Birthday – Photojournalist Margaret Bourke-White (1906-1971) was born in New York City. In 1936, she became one of four original staff photographers for Life Magazine. She was the first woman to become an accredited war correspondent during World War II. She covered the Italian campaign, the siege of Moscow and the American crossing of the Rhine into Germany. Her photographs of Nazi concentration camps stunned the world. She later photographed Mahatma Gandhi and covered the migration of millions of people after the Indian subcontinent was subdivided. She also served as a war correspondent during the Korean War. Her best known book was a study of rural poverty in the American South, You Have Seen Their Faces (1937).

Birthday – American writer Harriet Beecher Stowe (1811-1896) was born in Litchfield, Connecticut.

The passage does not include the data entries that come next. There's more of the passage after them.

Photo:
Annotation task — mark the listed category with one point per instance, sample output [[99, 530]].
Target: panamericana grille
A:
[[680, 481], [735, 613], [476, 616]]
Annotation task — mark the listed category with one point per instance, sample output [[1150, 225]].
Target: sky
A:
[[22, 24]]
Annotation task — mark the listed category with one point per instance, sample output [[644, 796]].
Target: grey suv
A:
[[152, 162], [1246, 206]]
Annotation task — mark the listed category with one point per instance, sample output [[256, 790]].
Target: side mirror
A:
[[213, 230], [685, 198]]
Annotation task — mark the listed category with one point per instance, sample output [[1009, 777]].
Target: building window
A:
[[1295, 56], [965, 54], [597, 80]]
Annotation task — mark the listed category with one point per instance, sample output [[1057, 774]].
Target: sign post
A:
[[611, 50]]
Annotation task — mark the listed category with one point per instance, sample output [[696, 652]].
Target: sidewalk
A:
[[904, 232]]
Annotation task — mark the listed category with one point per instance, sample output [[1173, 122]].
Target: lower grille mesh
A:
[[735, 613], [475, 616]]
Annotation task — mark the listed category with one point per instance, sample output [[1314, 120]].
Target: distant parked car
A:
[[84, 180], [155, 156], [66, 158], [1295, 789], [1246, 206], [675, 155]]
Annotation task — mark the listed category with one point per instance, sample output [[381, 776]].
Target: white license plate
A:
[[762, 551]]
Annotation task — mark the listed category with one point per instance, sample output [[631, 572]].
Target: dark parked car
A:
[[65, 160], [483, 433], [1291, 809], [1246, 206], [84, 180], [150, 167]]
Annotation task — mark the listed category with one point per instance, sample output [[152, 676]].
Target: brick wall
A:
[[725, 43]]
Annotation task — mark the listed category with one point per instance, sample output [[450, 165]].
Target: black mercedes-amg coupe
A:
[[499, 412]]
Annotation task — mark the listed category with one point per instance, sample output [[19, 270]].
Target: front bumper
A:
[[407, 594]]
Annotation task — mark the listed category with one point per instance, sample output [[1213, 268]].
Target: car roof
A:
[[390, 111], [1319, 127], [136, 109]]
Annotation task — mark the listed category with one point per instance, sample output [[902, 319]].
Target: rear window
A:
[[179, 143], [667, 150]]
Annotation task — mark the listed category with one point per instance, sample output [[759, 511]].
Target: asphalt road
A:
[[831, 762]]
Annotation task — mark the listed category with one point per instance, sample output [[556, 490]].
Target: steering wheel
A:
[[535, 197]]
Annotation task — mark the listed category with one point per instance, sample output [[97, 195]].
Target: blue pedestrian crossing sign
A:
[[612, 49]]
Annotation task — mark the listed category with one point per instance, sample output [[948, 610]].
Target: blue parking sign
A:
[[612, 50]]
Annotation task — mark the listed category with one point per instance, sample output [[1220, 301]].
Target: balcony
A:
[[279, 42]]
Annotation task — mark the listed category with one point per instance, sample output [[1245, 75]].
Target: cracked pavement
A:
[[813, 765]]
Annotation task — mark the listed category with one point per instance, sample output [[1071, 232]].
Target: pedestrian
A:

She wrote Uncle Tom’s Cabin, an anti-slavery novel containing vivid descriptions of the sufferings and oppression of African Americans. The book provoked a storm of protest and inflamed people in the North against slavery in the South. The names of two characters from the novel have become part of the English language – the slave, Uncle Tom, and the villainous slave owner, Simon Legree. During the Civil War, as Harriet Beecher Stowe was introduced to President Abraham Lincoln, he reportedly said, “So you’re the little woman who wrote the book that made this great war.”

Birthday – American editor and compiler John Bartlett (1820-1905) was born in Plymouth, Massachusetts. Although he had little formal education, he created Bartlett’s Familiar Quotations, one of the most-used reference works of the English language, which today contains 22,000 entries.

Birthday – German psychiatrist and pathologist Alois Alzheimer (1864-1915) was born in Markbreit am Mainz, Germany. In 1907, he published an article first describing ‘Alzheimers,’ a degenerative disease, usually beginning at age 40-60, affecting nerve cells of the brain and leading to severe memory impairment and progressive loss of mental faculties.